Anthony is the Saint of the Franciscan, lost objects, wives and children, the poor, bakers, mineworkers, the matrimony, the travellers and lovers. He is also Patron forth shipwrecked, the black Plague and fever. In the family of Giovanni Giacomo the names Antonio and Antonia are common. Possibly the portrait of Saint Anthony is a tribute to the mother of his wife of whom we only know the first name Antonia or of his grandfather Giovanni Antonio Maglini.
Together with the aureole Antonius is often portrait in a brown habit, a book upon which Jesus is seated and a lily. This white flower refers to the pureness of his preaches and sexual moral.
On the Fresco in the Chapel we recognize Anthony by his brown habit and the Lilies. The book upon which Jesus is seated was not portrayed.
The blessing in the Chapel
Most probably we will never know if and in what circumstances the chapel was consecrated. However, we presume that this was done.
Giacomo Giovanni was born on September the fifteenth, the day Maria of the sorrows is memorized. That is why we assume that on Friday 15 September 1671 the Chapel was inaugurated. We don’t know what the weather was that day. Likely it was not cold. Perhaps the sun was shining. Most probably the vegetables were collected and the bees had already produced their honey. Also the time of the blueberries was left behind. The mushrooms grow in abundance. Autumn is nearby. Soon the apple and pears can be harvested. Also the chestnuts must be mentioned. It is a period of abundance.
It may be that a Mass was read in the Church San Michele in Albogno.
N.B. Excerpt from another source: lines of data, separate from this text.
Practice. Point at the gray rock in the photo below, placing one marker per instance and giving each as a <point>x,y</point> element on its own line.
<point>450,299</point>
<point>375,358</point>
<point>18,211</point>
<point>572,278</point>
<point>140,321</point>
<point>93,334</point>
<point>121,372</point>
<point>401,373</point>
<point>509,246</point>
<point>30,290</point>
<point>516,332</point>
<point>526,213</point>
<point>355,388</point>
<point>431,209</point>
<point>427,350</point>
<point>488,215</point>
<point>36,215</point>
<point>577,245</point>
Perhaps the Pastor went directly to the Chapel. Most likely the inauguration was at the end of noon, when most of the work on the field was done. Almost sure there were many people. On that very day his wife to who he was married already 47 years was still lived. Their seven children would have been present, some of them with their partner. Lucia with her husband Giovanni Maria Allesina, Antonia with her husband Giacomo Gulielmi, Anna with Giovanni Maria Andrioli, Giovanni Giacomo with his wife Mattea Andrioli, Cattarina with her husband Nartolomeo Minetti.
Besides the children there will have been many grandchildren. By that time still eleven grandchildren were alive: Antonio Andrioli, Maria Andrioli, Elisabet Andrioli, Giovanni Antonia Alesima, Anna Alesina, Giovanni Giacomo Ravelli, Bartolomeo Ravelli, Maria Ravelli, Pietro Antonio Ravelli,Guiseppe Maria Ferrari and Silvestro Fransceso Ferrari.
Most probably other relatives and friends were present. In short when the Chapel was baptised on 15 September 1671 we may assume that there many people.